Avant l’examen du troisième rapport périodique de l’Ouzbékistan par le Comité, Amnesty International avait écrit au Comité pour signaler que de nombreuses préoccupations exprimées par le Comité en 2002, après le deuxième rapport périodique de l’Ouzbékistan, étaient toujours d’une actualité pressante, et que nombre des recommandations du Comité n’étaient toujours pas mises en œuvre.

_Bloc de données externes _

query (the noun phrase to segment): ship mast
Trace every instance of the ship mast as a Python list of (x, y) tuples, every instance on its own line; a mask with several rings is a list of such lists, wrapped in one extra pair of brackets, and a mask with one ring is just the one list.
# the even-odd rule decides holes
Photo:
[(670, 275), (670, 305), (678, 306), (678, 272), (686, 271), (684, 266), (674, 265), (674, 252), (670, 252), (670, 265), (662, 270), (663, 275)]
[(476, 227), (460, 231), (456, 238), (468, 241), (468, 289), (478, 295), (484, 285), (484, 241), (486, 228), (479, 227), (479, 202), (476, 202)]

En outre, Amnesty International avait attiré l’attention du Comité sur certaines de ses préoccupations relatives aux épisodes de mai 2005 à Andijan, au cours desquels des centaines de personnes, dont des femmes et des enfants, ont été tuées après que les forces de sécurité eurent ouvert le feu sur des manifestants majoritairement pacifiques. Plusieurs centaines de personnes, dont des militants des droits humains, ont été condamnées à de lourdes peines d’emprisonnement pour leur implication présumée dans ces épisodes, la plupart d’entre elles après des procès secrets ou à huis clos. Selon certaines allégations, des inculpés avaient subi des actes de torture ou des mauvais traitements en détention provisoire. Les autorités ont continué de rejeter les demandes d’enquête indépendante et internationale sur l’épisode d’Andijan, affirmant que les deux sessions de discussions d’experts ayant eu lieu sous les auspices de l’Union européenne en décembre 2006 et avril 2007 constituaient une enquête internationale. Amnesty International a salué ces discussions, mais elle estime qu’une telle initiative ne saurait remplacer une enquête internationale et indépendante sur l’épisode d’Andijan. Ces discussions d’experts ne respectaient pas les normes internationales pour une enquête efficace, indépendante et impartiale, notamment les Principes des Nations unies relatifs à la prévention efficace des exécutions extrajudiciaires, arbitraires et sommaires et aux moyens d’enquêter efficacement sur ces exécutions.